In the application designer, select the option to “Export all 'uploaded' datasets”.
  • Click Add Section to a new section to the application.

  • Provide the Title: Retrain Model for Specific Well.

  • In this section, click Add Tile to add a new tile and select Edit project variables.

  • Provide the “Title”: Select Well Name.

  • Select the “Behavior”: Edit inline with auto-save.

  • In the “Auto-generated controls” code editor, provide the following JSON:

[
   {
      "name": "well_name",
      "type": "SELECT",
      "label": "Well Name",
      "mandatory": true,
      "canSelectForeign": false,
      "markCreatedAsBuilt": false,
      "allowDuplicates": true,
      "selectChoices": [
         {
            "value": "CROSS H CATTLE",
            "label": "CROSS H CATTLE",
            "showInColumnPreview": false,
            "selected": false
         },
         {
            "value": "SHRIMPLIN",
            "label": "SHRIMPLIN",
            "showInColumnPreview": false,
            "selected": false
         },
         {
            "value": "ALEXANDER D",
            "label": "ALEXANDER D",
            "showInColumnPreview": false,
            "selected": false
         },
         {
            "value": "NEWBY",
            "label": "NEWBY",
            "showInColumnPreview": false,
            "selected": false
         },
         {
            "value": "LUKE G U",
            "label": "LUKE G U",
            "showInColumnPreview": false,
            "selected": false
         },
         {
            "value": "SHANKLE",
            "label": "SHANKLE",
            "showInColumnPreview": false,
            "selected": false
         },
         {
            "value": "KIMZEY A",
            "label": "KIMZEY A",
            "showInColumnPreview": false,
            "selected": false
         },
         {
            "value": "NOLAN",
            "label": "NOLAN",
            "showInColumnPreview": false,
            "selected": false
         },
         {
            "value": "CHURCHMAN BIBLE",
            "label": "CHURCHMAN BIBLE",
            "showInColumnPreview": false,
            "selected": false
         },
         {
            "value": "Recruit F9",
            "label": "Recruit F9",
            "showInColumnPreview": false,
            "selected": false
         }
      ],
      "getChoicesFromPython": false,
      "canCreateDataset": false
   }
]
  • In the same section, click Add Tile to add a new tile and select Run scenario.

  • Provide the “Title”: Retrain Model with selected well.

  • Select the “Scenario”: Model retrain.

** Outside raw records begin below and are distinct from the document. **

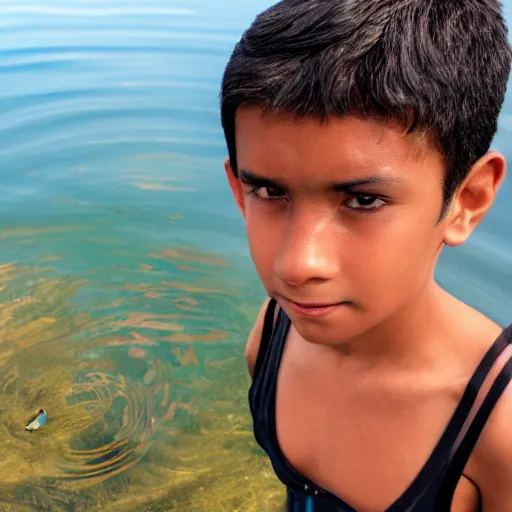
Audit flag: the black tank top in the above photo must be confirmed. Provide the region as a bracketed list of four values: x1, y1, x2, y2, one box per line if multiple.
[249, 300, 512, 512]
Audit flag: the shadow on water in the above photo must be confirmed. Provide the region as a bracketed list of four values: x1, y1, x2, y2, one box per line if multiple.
[0, 247, 283, 512]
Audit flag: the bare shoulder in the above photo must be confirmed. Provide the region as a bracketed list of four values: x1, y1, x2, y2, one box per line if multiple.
[245, 298, 270, 377]
[468, 338, 512, 512]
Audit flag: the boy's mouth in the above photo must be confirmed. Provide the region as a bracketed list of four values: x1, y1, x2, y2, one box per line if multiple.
[283, 297, 348, 317]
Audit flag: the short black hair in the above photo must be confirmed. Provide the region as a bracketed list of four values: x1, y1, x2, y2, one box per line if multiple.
[221, 0, 512, 211]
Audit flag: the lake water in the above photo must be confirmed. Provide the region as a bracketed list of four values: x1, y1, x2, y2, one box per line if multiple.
[0, 0, 512, 512]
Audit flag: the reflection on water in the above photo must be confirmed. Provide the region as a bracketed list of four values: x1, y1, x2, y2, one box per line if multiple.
[0, 0, 512, 512]
[0, 253, 283, 511]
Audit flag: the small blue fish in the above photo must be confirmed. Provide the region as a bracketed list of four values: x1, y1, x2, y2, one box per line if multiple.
[25, 409, 47, 432]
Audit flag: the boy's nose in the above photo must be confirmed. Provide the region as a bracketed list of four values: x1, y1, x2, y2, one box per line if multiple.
[275, 216, 339, 287]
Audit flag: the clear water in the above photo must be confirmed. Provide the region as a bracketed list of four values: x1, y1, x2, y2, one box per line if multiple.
[0, 0, 512, 512]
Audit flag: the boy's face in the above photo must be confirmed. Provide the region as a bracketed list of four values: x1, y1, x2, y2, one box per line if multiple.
[226, 107, 502, 344]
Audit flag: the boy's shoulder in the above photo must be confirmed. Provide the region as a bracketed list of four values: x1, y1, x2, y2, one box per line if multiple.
[467, 360, 512, 512]
[245, 297, 270, 377]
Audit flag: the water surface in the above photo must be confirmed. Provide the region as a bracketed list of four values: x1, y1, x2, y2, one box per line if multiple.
[0, 0, 512, 512]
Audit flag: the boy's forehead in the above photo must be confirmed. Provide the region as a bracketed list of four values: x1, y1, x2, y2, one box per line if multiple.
[235, 106, 443, 176]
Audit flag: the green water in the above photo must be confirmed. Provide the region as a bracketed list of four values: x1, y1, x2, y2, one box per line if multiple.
[0, 0, 512, 512]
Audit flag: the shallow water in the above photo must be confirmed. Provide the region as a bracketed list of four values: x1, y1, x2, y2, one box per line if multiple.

  • Add a last tile to the section, selecting the type View dashboard.

  • Provide the “Title”: View updated dashboard.

  • Select the default dashboard for the project.

Add three tiles to the section in the application designer.
  • Save the application and then Test it. Creating a test instance might take a few minutes.

View the test instance of the application.
  • Once the test instance is ready, you can test the application with different well names (e.g., “Shankle”) by selecting a name from the dropdown menu of the “Well Name” section.

  • You can then retrain the model for the chosen well by clicking the Run Now button to run the project’s scenario.

  • After running the scenario, you can explore the dashboard that has been updated to reflect information for the selected well.

View the dashboard for a well selected in the App.